Electric Utilities Beginning To ‘See Gold’ In Renewable Energy Programs

Posted by SI Staff on June 06, 2012 No Comments
Categories : New & Noteworthy

The U.S. electric utility industry is undergoing an evolution, driven by the growth of renewable energy and other factors, according to a new report from Black & Veatch.

‘Utilities are evolving in a manner that will redefine core functions, such as power production, distribution and customer service,’ says John Chevrette, president of Black & Veatch's management consulting division. ‘Driven by new technology and regulatory shifts, we are seeing the impact across all aspects of the electric industry.’

Key findings from this year's Strategic Directions in the U.S. Electric Utility Industry report include the following:

Regulation (economic and environmental) will remain the primary motivator for utility leaders concerning investment decisions. Additionally, electric customers will be the ones who pay for changes through increased rates. More than 65% of utility leaders stated that customer rates had risen in the past year. More than half believe that rates will rise ‘significantly’ because of environmental compliance programs.

The report also found that utilities are starting to ‘see gold’ in green programs, as the industry's view on renewable energy is shifting from one of doubt to one of opportunity.

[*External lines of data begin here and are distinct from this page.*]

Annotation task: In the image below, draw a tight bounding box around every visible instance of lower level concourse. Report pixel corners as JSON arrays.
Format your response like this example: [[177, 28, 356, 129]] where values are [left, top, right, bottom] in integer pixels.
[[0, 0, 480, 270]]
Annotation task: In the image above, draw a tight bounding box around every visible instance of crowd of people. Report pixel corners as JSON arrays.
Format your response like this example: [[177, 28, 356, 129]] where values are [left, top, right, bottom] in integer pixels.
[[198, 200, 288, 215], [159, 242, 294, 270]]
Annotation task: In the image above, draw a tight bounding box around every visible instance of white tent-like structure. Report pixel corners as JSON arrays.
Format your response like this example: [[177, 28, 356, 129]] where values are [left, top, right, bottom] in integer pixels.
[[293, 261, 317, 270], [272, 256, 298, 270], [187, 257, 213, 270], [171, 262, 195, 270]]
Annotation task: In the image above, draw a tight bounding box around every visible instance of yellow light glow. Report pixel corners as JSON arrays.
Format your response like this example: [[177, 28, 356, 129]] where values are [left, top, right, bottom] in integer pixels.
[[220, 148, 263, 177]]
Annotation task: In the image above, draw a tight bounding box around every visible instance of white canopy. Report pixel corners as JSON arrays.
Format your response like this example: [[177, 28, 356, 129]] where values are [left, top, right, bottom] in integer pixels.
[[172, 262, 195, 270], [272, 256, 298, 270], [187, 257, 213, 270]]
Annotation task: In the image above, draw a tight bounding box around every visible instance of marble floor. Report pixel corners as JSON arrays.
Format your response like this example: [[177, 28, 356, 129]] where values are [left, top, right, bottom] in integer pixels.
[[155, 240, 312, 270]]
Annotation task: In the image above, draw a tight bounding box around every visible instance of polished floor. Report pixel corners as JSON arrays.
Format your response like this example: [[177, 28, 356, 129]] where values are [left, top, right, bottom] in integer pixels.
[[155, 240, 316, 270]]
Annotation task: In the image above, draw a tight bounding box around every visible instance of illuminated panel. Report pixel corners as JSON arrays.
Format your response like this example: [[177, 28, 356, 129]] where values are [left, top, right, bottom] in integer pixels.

More than two-thirds of respondents stated that renewables could provide benefits in the form of customer and regulatory relations, investment incentives and future revenue generation.

Additionally, more than 40% have begun the process to modify their service models to account for distributed-generation resources, such as rooftop solar. Solar was the top-ranked traditional renewable technology for the second year in a row. Most notably, it was the top-ranked renewable technology in all geographic regions of the country, Black & Veatch adds.

Coal, meanwhile, is losing favor. Last year, 81.5% of survey respondents stated that they believe there is a future for coal in the U.S. ‘when fiscal realities are fully considered.’ This year, less than 60% believe this statement is true.